Mesas redondas no 2º Encontro Anual da Rede CpE debatem a efetividade de simplesmente aumentar oferta de vagas em creches e propõe mais atenção na formação de professores
Vários estudos apontam a importância da pré-escola no desenvolvimento infantil e cada vez mais os governos no país dão atenção ao tema aumentando a oferta de vagas em creches e na educação infantil. Mas será que lotar as escolas de crianças realmente traz benefícios? Esse foi um dos temas de discussão no segundo dia do 2° Encontro Anual da Rede Nacional de Ciência para Educação (CpE).
A provocação veio do mediador do debate, o economista e professor da Universidade de São Paulo (USP) Daniel Santos, que questiona se a quantidade não está ocultando um problema de qualidade.Para ele, nem toda vaga é boa para a criança. Uma oferta de vaga de má qualidade pode ser mais prejudicial que benéfico.
“Quanto antes o aluno entra na pré-escola, melhor é a promoção das competências, devido à maleabilidade do cérebro neste momento da vida”, explica o professor. “O Brasil colocou a educação infantil como um investimento por termos evidências científicas de que quanto antes investirmos, maior é o retorno.
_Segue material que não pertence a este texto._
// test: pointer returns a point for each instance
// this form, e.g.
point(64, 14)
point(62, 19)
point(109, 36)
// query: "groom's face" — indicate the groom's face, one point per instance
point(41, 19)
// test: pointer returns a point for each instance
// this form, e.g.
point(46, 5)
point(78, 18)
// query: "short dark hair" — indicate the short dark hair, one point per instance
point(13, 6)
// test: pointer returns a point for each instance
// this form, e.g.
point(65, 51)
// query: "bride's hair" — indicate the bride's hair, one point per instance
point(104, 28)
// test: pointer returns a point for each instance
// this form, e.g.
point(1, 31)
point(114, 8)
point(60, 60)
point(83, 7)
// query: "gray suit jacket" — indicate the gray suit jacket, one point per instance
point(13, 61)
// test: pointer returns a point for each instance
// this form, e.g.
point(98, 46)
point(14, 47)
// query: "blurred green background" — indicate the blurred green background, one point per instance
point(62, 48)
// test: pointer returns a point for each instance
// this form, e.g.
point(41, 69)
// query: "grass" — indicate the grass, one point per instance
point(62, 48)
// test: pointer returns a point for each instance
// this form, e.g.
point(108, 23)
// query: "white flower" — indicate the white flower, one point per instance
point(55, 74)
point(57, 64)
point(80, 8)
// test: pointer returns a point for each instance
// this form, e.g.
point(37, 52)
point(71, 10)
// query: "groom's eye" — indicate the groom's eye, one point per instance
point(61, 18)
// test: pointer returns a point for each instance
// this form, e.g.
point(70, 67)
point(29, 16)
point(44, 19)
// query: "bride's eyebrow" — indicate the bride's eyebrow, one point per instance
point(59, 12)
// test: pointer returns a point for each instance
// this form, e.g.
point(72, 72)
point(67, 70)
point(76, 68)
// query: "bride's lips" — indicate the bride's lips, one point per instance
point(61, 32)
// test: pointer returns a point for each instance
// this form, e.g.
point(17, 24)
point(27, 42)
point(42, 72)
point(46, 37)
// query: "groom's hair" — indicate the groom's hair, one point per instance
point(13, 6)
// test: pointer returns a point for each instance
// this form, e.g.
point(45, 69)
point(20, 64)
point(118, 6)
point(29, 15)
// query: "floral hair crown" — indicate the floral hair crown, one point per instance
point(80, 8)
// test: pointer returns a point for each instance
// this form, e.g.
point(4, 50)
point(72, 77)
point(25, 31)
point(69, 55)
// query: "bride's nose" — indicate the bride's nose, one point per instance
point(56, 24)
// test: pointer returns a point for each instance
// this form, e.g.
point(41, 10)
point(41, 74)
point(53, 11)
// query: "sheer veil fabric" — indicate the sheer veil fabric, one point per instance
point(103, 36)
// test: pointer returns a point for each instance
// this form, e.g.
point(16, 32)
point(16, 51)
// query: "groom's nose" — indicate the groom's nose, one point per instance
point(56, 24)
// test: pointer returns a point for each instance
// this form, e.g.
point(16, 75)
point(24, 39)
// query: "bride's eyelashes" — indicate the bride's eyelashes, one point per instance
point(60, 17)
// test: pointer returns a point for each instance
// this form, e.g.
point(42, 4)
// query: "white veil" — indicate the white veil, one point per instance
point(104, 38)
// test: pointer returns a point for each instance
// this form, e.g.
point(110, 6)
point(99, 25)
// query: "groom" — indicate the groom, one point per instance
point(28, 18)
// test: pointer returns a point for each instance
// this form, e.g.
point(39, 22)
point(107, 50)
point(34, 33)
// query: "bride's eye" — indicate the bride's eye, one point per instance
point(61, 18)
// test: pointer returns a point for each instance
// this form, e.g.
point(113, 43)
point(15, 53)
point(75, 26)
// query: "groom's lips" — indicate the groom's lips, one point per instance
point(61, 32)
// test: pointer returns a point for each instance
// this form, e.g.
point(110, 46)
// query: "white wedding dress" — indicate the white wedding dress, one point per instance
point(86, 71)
Mas, nesse mundo de vagas abertas, não podemos comemorar tudo: salas superlotadas, sem espaços para interações de forma correta e brincadeiras… falta discutirmos a qualidade dessas escolas”.
Santos destacou alguns pontos fundamentais para que a pré-escola realmente traga benefício no desenvolvimento de competências para as crianças: brincar como forma de aprender, dar oportunidades iguais de aprendizado, ter professores com olhar atento para as necessidades individuais de cada aluno, desafios adequados para cada idade (nem fácil demais, nem difícil) e uma proposta pedagógica que não trabalhar só com questões fechadas, mas abertas também para ampliar o repertório.
Benefícios da pré-escola
A mesa contou ainda com as psicólogas Jane Correa, da Universidade Federal do Rio de Janeiro (UFRJ), e Maria Beatriz Linhares, da Faculdade de Medicina de Ribeirão Preto (FMRP) da USP. As pesquisadoras apresentaram dados de diversos estudos que mostram um melhor desenvolvimento cognitivo e socioemocional nas pessoas que frequentaram a pré-escola.
O desenvolvimento dessas crianças não se deu apenas nos anos seguintes à educação infantil, mas seguiu por toda a vida escolar. “Quanto maior o tempo na pré-escola, maior a capacidade de aprendizagem e desenvolvimento social”, explicou Correa. “Parte importante dessa fase é a interação compreensiva e afetuosa, além da qualidade dessas interações, tanto entre pares como entre o adulto [professor] e a criança”.
Segundo Linhares, “precisamos investir em todas as etapas, mas é inegociável investir na base, na primeira infância, porque é onde estamos perdendo desenvolvimento. Estamos perdendo a oportunidade de a criança desenvolver todo o seu potencial”.
Papel dos educadores
Ambas as psicólogas defenderam que é importante pensar no educador para que as interações nessa fase sejam feitas de forma correta. “A qualificação do professor é que vai dar a capacidade de desenvolvimento desses alunos”, explica Linhares.
A formação dos docentes também foi tema de uma mesa-redonda mediada pelo cientista social e professor da UFRJ Marcio da Costa. A questão principal foi uma pergunta: a universidade precisa se reinventar? A resposta unânime dos participantes foi que sim, sem nenhuma dúvida.
A pedagoga Nilma Fontanive, coordenadora do Centro de Avaliação da Fundação Cesgranrio e membro do Conselho Nacional de Educação, defendeu a criação de institutos de formação de professores ou de modelos integrativos para licenciaturas e bacharelados.
“Infelizmente, muitos professores saem da faculdade sem estar completamente aptos a dar aulas por falta do suporte adequado”, disse. “Atualmente, temos o ensino à distância, por exemplo, que é frequentado geralmente por pessoas mais velhas e que já têm alguma ocupação. O maior desafio nesse caso é como conciliar as aulas com o estágio ou prática pedagógica, que são extremamente necessários e que a gente postula que se inicie já no primeiro ano.”
Além disso, ela acredita que o modelo ideal seria dar autonomia aos poucos aos formandos, se inspirando na residência médica, onde o aluno começa a prática com um supervisor, antes de se formar.
Já o médico e professor da Instituto de Estudos Avançados da Universidade de São Paulo (IEA-USP) Naomar de Almeida, que também participou do debate, apostou na inovação: “é necessário um conjunto de ações, mas a chave está na inovação, tanto das estruturas e quanto dos processos da docência”.